My efforts at trying to screen out the noise from the signal have been affected, too, albeit temporarily, in late 2022, when it appeared that the US was on the verge of slipping into an NBER-defined recession.

But by the spring of 2023, the signs were accumulating that the recession warning, which never reached a tipping point, was fading.

Notably, the cornerstone of The US Business Cycle Risk Report – the Composite Recession Probability (CRPI) Index, which aggregates several business-cycle benchmarks — had pulled back from a moderate but not decisive recession warning in early 2023. Here’s how CRPI stacked up in mid-April 2023:

CRPI Probit Model Estimates

For comparison, here’s CRPI’s reading at last week’s close (Feb. 16):

CRPI Daily Probit Model Estimates

To be clear, there’s never 100% certainty in real time about estimating recession risk. It’s always possible that some new twist has rendered even the best of methodologies null and void at times.

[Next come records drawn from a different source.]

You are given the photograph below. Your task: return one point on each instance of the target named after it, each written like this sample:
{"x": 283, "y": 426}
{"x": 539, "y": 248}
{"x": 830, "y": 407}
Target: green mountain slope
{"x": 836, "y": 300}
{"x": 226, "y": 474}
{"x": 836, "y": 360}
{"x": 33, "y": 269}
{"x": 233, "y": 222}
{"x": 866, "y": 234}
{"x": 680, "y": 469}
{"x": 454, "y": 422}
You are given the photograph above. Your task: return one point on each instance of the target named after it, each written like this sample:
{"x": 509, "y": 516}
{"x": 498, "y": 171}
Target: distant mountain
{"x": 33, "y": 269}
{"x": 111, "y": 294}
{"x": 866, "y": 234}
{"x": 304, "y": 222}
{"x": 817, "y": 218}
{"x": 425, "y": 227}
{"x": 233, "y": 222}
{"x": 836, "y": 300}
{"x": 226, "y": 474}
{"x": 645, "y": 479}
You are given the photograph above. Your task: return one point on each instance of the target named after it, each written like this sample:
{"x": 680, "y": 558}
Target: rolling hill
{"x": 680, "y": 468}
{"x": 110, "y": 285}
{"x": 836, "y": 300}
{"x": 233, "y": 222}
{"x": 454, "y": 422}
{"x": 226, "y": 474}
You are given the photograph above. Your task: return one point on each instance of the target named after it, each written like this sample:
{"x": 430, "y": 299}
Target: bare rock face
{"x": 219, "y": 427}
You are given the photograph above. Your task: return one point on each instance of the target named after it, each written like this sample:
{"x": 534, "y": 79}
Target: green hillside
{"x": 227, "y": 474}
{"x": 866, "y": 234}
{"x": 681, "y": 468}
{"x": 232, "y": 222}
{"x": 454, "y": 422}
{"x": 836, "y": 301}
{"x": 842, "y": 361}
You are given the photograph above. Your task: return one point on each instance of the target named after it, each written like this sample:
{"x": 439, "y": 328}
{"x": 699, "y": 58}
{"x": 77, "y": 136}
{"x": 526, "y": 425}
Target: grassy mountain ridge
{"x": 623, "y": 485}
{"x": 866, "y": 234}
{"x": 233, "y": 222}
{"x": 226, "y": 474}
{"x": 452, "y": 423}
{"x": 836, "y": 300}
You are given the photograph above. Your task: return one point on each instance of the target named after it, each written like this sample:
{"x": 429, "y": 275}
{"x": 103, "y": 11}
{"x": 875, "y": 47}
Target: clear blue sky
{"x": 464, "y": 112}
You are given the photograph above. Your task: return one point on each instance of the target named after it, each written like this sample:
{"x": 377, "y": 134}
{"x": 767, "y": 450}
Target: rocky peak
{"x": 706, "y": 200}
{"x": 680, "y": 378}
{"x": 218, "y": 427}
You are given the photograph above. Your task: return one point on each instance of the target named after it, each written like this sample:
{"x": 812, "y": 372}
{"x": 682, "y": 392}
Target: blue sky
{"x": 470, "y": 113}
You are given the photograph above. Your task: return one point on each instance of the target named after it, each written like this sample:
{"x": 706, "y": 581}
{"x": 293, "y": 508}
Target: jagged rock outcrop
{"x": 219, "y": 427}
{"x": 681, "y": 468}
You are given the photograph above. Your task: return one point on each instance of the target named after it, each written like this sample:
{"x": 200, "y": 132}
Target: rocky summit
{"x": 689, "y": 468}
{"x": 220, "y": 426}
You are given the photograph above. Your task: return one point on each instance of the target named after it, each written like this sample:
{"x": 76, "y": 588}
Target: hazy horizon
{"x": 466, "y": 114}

The good news is that there’s a productive path to reduce the risk of failure and it starts by carefully diversifying the indicators that inform your analysis.

For those who ignore this rule, a trap awaits: Every business-cycle indicator fails eventually.

Fortunately, there’s a solution via the observation that there’s strength in numbers. Although any one recession indicator will likely fail at times, it’s highly unlikely that every indicator will fail simultaneously.